その次にクリスマス用のケーキの出荷が始まります。クリスマス用のケーキなので、配送中にデコレーションが崩れないように、何重にも梱包して出荷しなければなりません。出荷作業そのものよりも梱包に時間がかかります。また、特売商品なので出荷間違いも許されません。3人1組でチームを組み、1人が出荷先のリストを読み上げ、その読み上げた順に2人目がケーキを振り分けていき、3人目は間違いなく出荷された事を確認して、その場ですぐに梱包してしまうのです。取り扱うのはごく普通のケーキで、そんなに重たい荷物ではありません。それに、慎重さが要求される作業なので、どうしても時間がかかってしまいます。寒い作業場で、ゆっくりとしか動けないので、身体が芯から冷えてきます。

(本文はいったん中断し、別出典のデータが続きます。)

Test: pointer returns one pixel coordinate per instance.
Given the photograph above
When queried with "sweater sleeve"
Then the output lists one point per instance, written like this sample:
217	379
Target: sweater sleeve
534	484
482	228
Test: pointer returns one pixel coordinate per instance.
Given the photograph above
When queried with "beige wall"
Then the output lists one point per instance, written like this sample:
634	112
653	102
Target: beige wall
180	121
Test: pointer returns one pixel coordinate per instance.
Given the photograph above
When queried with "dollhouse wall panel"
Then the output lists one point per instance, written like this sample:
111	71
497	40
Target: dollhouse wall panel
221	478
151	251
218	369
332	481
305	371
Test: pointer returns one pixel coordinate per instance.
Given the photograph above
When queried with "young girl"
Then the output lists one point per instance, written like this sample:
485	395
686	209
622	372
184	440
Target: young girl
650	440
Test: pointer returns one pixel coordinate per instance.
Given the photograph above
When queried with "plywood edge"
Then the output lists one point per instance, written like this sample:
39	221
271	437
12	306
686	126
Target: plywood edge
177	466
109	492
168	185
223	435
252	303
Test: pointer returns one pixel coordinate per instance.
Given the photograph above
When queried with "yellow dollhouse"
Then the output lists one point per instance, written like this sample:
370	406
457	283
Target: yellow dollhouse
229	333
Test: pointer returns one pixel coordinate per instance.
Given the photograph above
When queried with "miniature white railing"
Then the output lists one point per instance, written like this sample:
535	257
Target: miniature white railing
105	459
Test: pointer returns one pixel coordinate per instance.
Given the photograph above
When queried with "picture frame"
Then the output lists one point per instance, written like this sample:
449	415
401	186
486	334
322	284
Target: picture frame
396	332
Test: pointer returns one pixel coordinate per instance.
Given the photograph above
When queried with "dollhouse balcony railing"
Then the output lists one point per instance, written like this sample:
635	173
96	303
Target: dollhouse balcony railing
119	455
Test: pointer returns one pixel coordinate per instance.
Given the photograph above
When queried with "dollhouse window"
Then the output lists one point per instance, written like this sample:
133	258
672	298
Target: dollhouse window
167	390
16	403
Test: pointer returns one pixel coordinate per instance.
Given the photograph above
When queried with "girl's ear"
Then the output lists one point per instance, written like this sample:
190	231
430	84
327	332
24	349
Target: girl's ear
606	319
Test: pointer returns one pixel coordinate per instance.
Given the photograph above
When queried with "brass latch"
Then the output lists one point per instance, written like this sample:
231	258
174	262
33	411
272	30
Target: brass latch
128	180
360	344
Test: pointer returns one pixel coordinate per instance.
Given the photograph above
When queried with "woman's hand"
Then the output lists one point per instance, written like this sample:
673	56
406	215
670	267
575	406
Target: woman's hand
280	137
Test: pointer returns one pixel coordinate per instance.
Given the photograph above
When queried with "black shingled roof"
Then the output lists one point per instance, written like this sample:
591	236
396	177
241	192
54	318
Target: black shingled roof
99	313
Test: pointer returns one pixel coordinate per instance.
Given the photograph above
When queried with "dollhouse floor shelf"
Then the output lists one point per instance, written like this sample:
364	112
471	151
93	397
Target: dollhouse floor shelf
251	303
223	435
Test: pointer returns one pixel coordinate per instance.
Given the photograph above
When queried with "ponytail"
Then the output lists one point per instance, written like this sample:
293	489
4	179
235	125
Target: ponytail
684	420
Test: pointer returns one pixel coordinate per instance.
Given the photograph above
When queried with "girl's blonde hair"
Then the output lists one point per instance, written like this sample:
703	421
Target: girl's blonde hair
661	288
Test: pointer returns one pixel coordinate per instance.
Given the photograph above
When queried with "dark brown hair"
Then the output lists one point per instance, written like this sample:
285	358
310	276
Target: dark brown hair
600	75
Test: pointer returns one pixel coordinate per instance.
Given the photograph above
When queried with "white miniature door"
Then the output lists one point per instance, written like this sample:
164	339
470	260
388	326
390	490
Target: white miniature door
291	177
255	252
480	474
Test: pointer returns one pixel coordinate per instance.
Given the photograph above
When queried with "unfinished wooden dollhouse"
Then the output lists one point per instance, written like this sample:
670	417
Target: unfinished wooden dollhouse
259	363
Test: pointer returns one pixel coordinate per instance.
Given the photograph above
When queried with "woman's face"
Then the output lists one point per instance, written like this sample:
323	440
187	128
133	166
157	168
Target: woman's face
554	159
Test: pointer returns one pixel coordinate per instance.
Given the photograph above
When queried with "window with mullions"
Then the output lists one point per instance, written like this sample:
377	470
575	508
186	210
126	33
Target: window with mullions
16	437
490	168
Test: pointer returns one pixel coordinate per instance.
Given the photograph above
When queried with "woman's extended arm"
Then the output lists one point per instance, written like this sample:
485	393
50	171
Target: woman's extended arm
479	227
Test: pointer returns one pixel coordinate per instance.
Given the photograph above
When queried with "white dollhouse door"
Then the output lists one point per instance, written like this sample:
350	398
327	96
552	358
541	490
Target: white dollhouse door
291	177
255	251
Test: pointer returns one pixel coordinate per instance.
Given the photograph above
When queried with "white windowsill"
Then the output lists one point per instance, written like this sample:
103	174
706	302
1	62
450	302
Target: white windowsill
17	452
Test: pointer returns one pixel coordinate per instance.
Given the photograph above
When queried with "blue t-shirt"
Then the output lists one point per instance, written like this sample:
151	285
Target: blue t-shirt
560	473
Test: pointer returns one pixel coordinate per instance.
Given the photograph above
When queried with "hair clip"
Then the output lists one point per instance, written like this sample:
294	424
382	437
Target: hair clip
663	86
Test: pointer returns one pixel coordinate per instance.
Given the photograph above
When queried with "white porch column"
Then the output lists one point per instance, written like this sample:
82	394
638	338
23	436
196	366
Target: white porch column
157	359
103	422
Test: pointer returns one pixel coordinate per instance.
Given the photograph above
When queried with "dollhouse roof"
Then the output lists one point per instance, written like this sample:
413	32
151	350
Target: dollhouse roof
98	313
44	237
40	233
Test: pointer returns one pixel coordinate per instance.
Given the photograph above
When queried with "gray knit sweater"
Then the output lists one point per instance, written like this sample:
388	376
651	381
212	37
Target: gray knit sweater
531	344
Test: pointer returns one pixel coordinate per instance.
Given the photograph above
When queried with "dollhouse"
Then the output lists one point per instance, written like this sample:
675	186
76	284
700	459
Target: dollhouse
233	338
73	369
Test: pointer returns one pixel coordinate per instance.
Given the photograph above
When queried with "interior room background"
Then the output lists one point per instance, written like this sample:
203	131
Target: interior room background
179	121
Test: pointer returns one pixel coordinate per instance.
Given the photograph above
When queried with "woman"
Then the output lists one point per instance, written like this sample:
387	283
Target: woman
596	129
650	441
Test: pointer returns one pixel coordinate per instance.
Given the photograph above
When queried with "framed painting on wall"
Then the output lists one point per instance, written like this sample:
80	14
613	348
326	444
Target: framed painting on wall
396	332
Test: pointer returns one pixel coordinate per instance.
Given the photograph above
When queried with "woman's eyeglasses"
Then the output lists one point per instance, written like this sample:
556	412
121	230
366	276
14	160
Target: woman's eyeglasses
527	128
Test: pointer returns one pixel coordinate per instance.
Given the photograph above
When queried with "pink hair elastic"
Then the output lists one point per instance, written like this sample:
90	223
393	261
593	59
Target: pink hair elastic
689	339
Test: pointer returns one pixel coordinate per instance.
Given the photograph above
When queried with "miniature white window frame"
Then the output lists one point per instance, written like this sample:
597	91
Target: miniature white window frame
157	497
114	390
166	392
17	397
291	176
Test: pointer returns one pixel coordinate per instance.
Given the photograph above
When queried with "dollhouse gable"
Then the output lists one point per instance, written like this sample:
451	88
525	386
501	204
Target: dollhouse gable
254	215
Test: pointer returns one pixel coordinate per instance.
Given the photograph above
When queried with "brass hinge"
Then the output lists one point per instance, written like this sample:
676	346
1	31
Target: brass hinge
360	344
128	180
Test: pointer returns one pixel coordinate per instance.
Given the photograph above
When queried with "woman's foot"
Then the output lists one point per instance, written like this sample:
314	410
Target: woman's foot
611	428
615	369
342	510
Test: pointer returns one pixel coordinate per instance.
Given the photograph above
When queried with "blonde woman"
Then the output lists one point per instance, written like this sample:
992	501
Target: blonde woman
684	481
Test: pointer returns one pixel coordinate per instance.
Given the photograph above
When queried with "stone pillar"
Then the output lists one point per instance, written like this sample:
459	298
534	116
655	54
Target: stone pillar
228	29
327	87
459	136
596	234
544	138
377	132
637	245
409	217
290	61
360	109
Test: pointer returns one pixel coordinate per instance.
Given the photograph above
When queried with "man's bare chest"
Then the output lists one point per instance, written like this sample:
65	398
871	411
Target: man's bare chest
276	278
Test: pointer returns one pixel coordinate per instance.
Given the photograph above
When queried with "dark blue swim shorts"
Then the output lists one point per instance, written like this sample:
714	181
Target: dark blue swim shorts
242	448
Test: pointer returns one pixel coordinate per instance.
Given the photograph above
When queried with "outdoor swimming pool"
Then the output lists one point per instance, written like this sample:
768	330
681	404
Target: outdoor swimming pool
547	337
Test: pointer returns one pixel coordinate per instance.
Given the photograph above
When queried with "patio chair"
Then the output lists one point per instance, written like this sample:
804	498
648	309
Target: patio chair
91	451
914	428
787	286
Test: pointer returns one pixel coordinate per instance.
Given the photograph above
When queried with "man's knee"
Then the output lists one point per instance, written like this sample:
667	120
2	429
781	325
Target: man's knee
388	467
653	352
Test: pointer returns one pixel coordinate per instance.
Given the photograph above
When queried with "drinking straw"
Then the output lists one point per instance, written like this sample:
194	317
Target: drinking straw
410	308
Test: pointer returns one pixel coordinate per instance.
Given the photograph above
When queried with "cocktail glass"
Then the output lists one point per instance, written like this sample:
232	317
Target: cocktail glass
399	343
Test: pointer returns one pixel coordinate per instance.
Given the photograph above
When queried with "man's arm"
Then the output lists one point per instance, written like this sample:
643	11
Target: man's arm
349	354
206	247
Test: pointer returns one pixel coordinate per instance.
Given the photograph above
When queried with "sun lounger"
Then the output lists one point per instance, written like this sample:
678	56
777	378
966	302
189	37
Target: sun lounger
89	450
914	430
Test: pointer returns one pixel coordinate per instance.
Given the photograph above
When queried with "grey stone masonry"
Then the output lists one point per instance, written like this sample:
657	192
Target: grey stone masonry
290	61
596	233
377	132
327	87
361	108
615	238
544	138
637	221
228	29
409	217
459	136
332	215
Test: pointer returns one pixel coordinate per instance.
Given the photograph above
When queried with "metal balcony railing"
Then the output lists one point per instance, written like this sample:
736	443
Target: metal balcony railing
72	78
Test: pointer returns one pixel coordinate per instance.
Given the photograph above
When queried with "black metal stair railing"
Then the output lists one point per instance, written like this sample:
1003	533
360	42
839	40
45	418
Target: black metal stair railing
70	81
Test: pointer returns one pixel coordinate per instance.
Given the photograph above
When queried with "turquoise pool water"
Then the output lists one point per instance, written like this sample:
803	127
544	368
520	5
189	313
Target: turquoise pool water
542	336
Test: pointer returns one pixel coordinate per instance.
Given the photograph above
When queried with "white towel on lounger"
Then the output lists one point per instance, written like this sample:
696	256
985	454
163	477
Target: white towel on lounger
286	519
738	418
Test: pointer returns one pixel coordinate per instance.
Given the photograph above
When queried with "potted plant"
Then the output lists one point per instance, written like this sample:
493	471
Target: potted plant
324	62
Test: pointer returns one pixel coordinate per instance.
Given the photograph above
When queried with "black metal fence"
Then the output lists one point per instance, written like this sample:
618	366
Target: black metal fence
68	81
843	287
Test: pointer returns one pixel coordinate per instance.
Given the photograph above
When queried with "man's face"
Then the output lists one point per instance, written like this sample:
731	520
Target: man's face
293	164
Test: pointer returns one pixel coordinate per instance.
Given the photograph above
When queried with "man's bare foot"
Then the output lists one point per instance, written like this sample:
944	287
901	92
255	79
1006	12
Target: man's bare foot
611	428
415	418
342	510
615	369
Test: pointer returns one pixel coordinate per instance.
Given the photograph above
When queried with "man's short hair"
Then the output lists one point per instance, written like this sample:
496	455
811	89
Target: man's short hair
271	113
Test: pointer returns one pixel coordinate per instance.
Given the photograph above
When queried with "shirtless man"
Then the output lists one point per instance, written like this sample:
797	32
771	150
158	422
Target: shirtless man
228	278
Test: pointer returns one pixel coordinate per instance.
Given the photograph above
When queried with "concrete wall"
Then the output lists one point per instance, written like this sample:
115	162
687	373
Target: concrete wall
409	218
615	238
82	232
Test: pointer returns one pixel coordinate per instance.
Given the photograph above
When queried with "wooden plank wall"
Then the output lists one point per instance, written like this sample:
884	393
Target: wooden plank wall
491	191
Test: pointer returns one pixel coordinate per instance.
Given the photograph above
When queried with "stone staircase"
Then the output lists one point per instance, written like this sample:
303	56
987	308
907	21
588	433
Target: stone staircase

やがて、クリスマスも終わり、いよいよ正月商品の仕分けが本番を迎えます。
まず最初にやって来るのが正月用の蒲鉾の仕分けです。実際に百貨店などでバイトした人は分かると思いますが、蒲鉾の種類が何十種類とあるのです。そのどれもが、同じような名前で、箱の大きさや形も非常によく似ています。梱包用のテープの色で違いを識別するしかありません。慣れればそんなに難しい作業ではありませんが、最初はみんなそれで戸惑います。
それが終わると、いよいよ際物(きわもの)の入荷です。際物とは、数の子やおせちなどの、代えが効かない商品の事です。日配品などは賞味期間(保存期間)が短く、おせちも高価な商品なので、出荷には細心の注意が必要です。農産物も、化粧箱に入った商品や、縁起物で横倒しに積めない商品が一杯入ってきます。いくら長細い箱でも、縦にしか積めないので、積載効率はグンと悪くなります。ゴソゴソのカゴ車が現場に一杯溢れかえる事になります。その一方で、大きい荷姿の商品も一杯入ってきます。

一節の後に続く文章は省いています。